In his first issue on appeal, HUSBAND contends the District Court never had jurisdiction, thus its judgment is void. Specifically, HUSBAND argues that WIFE was never a party to the suit because she did not sign the petition, and, as a result, his nonsuit of April 25, 2007, which was approved by the County Court on April 30, 2007, disposed of all claims then pending in the suit. As a result, HUSBAND argues that the County Court lost plenary power on May 25, 2007, or at the very latest, on May 30, 2007. Therefore, HUSBAND contends that the County Court’s June 5, 2007 order transferring venue to the District Court was void, and the District Court lacked subject-matter jurisdiction. In his third issue on appeal, HUSBAND contends the trial court erred in overruling his motion for summary judgment, which was based on the same ground. Because this argument hinges on whether WIFE was ever a party to the suit, we address that issue first.
HUSBAND argues that because he is not a lawyer, he could not represent his wife, and that because she never signed the Original Petition, she was never a party to the suit. It is true that HUSBAND cannot represent his wife unless he is a member of the State Bar of Texas or otherwise qualifies for the limited practice of law. See Tex. Gov’t Code Ann. § 81.102 (Vernon 2005); Magaha v. Holmes, 886 S.W.2d 447, 448 (Tex. App.—Houston [1st Dist.] 1994, no writ).
However, under the facts of this case, we conclude that WIFE did in fact represent herself pro se in the filing of the lawsuit. While it is true that WIFE did not sign the petition, she did sign an affidavit attached to the petition in which she averred, “I am the Plaintiff.” And, not only was her affidavit attached to the petition with the notation “Plaintiff Original Petition” appearing in its lower left corner, paragraph 8 of the petition provides, “Plaintiff, Mrs. [LAST NAME], attaches Exhibit 2 as her affidavit and fully incorporates it herein by reference in this petition.” By signing the affidavit referring to herself as a Plaintiff, attaching that affidavit to the petition, and incorporating it by reference into the petition, WIFE has complied with the requirement that a pro se petition be signed. See Tex. R. Civ. P. 57. Additionally, a pleading shall not be deemed defective because of something that can be supplied by an exhibit attached to and referenced in a petition. See Tex. R. Civ. P. 57. WIFE ’s affidavit, which is attached to and incorporated by reference in the petition, provides her signature, which was missing from the petition itself. Thus, we conclude that WIFE was a party to the lawsuit.
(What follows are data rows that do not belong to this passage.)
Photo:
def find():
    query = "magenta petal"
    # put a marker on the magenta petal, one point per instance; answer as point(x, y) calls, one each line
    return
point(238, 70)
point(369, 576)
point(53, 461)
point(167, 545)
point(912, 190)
We next consider what effect WIFE ’s participating in the lawsuit had on the County Court’s plenary power. HUSBAND argues that because his nonsuit disposed of all claims pending at the time it was filed, the trial court lost plenary power 30 days thereafter, which was several days before it signed the order to transfer jurisdiction to the District Court. Thus, HUSBAND contends the order transferring jurisdiction was void and the District Court never acquired subject-matter jurisdiction.
However, like the petition, the “Notice of Nonsuit with Prejudice to Refile” was signed only by HUSBAND, but not WIFE . Further, the notice provides, “COMES NOW Plaintiff, HUSBAND, and pursuant to Rule 162 of the Texas Rules of Civil Procedures serves notice on this Court that he is taking a nonsuit . . . on all claims against [DEFENDANT]” The nonsuit does not reference WIFE or her claims at all. Because Tony cannot represent WIFE , see Magaha, 886 S.W.2d at 448, and the nonsuit he filed does not even purport to do so, it did not dispose of WIFE ’s claims against [DEFENDANT]. Because WIFE ’s claims remained pending, the County Court retained plenary power over the suit when it transferred jurisdiction to the District Court. Thus, the transfer provided the District Court with subject-matter jurisdiction.
We overrule HUSBAND’s first and third issues on appeal.
In issue two, HUSBAND contends that the June 5, 2007 order transferring the case to District Court was void. Specifically, HUSBAND argues that under Texas Rule of Civil Procedure 87, he was entitled to 45 days’ notice of a hearing on a motion to transfer venue. However, Rules 86 and 87 apply to motions to transfer venue from one county to another. See Tex. R. Civ. P. 86 & 87. The present case was being transferred from the County Court to the District court pursuant to Tex. Gov’t Code Ann. § 74.121(b)(1) (Vernon 2011), thus the 45 days’ notice required by Rule 87 is not applicable.
We overrule HUSBAND’s second issue on appeal.